BOUNCED BACK: SUCCESS STORY # 5: Meet Dee
Details: Female / 28 / bi-sexual
Relationship length: 2 and a half years
Dee met her ex girlfriend through her flatmate who had a crush on her. Dee was, at the time, only vaguely aware of her, knowing only that she was a Swedish exchange student. Her flat mate kept asking her out, but kept getting knocked back. Dee and her ex would meet at various nights out due to their mutual friends and one night they got chatting.
She then asked me to come along to a night out, I went along and we danced for a while. I remember saying something like “oh god I’m all sweaty!” and she said “no, you’re lovely”. After that we started dating!
They dated for around eighteen months when they decided to relocate to Sweden from Scotland. Things were good at first. It was exciting being in a new country, learning the language and customs and trying to find a job and meeting family and friends. But eventually the novelty wore off and a shift took place and it all good too much for the couple – particularly Dee’s ex.
The end came at our flat in central Stockholm, on our bed. I had asked if everything was ok for about the millionth time, as things hadn’t seemed quite right for while. Eventually she said that she loved me but wasn’t “in love” with me. She went on to explain that she had lost respect for me, partly because I had been depressed (my Grandfather was dying of cancer and I had been staying with him in the hospice) and partly because the strain of being emotionally and financially relied upon became too much for her.
Dee had left behind her family, her friends, her way of life in Scotland to be with this person she loved (a feeling I know all too well) – only to be chucked aside like an after thought. She was crushed and stuck.
I was devastated. I cried continually, I listened to Nyman’s Piano Concerto constantly. My new best friend was Absolut vodka. I lost weight, because I wasn’t really interested in eating or looking after myself. I continued to stay with my ex because she insisted that I didn’t have to move out straight away.
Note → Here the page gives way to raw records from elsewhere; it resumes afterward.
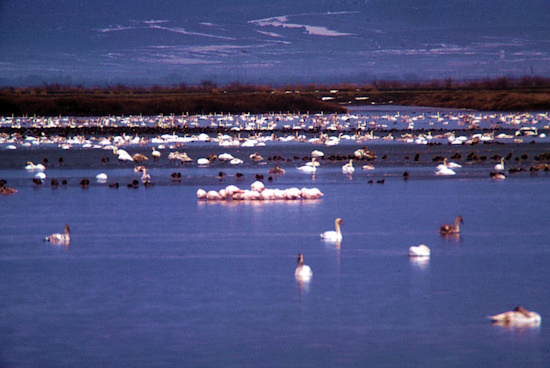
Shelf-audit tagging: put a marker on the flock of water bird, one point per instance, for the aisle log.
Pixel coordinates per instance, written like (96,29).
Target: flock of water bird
(318,129)
(518,317)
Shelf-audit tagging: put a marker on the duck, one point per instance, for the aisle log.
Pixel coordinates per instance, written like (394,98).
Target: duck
(500,167)
(419,251)
(334,235)
(60,238)
(448,229)
(303,272)
(519,317)
(348,168)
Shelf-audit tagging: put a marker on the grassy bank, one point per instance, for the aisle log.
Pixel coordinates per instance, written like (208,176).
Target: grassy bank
(491,95)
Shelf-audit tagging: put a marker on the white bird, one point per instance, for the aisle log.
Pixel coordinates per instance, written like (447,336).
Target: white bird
(145,178)
(419,251)
(60,238)
(444,170)
(348,168)
(122,155)
(334,235)
(201,194)
(225,157)
(31,167)
(519,317)
(236,161)
(309,169)
(156,154)
(40,176)
(203,161)
(317,154)
(257,186)
(101,177)
(500,167)
(303,272)
(311,193)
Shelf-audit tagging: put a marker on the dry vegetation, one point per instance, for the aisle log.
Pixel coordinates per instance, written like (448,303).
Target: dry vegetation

I was also working with my ex at the time, so things were a bit strained at work too.
Like so many SYBD community members, Dee found out the hard way the perils of dating someone and working with them – and add to that the living with them too arrangement and you’ve got the recipe for agony.
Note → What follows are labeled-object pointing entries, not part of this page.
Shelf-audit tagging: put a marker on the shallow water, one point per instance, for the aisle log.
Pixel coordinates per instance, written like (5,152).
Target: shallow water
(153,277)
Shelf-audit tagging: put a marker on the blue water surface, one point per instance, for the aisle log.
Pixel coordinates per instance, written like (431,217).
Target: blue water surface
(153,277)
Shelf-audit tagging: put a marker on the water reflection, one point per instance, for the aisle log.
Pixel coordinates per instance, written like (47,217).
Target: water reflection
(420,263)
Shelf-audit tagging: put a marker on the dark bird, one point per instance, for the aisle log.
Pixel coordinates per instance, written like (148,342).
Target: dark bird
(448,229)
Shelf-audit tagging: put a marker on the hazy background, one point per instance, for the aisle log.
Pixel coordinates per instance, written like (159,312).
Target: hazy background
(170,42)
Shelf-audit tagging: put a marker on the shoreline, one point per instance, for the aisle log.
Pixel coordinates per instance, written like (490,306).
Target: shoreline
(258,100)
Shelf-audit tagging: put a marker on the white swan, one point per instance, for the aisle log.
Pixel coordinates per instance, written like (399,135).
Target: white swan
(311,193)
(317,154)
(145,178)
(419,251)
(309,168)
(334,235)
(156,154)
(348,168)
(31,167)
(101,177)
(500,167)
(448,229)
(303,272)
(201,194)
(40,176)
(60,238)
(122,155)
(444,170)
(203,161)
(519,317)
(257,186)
Reeling from the break-up and her grandfather’s death, it was a phone call to her best friend in Australia that served as a wake up call for Dee.
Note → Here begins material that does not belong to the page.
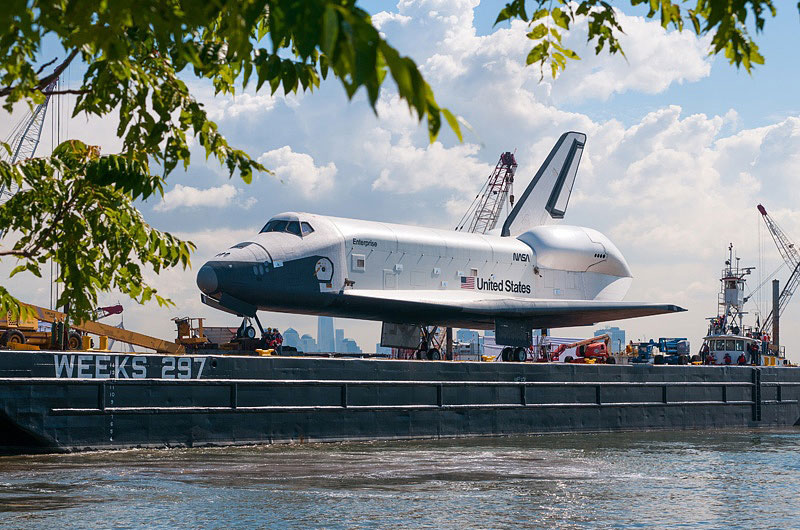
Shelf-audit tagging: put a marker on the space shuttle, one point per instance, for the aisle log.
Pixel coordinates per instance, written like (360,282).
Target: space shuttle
(534,274)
I drank about half a litre of vodka and called my best friend who’d recently moved to Australia. The first thing he asked me was how much I had to drink. Upon reflection, I was really lucky that I didn’t spiral into alcoholism. I just remember him telling me I needed to move out.
Dee’s friend was right. When you’re reeling from another’s decision to break things off – you need to switch into self-preservation mode. So Dee moved back to Scotland and eventually in with her friend in Glasgow. She learned first hand just how long it can take to recover from heartbreak.
Once she did recover, Dee got a job at a call centre and started to date her team leader, John. Yes, it seems her ex put her off women and she’s been with John for five wonderful years now. She’s learned how to drive, passed her driving test (on the 7th time). She’s even flown down to Australia to visit that best friend of hers to thank him firsthand for all his support. Most of all she’s learned a lot about herself and her ways of coping with difficulties.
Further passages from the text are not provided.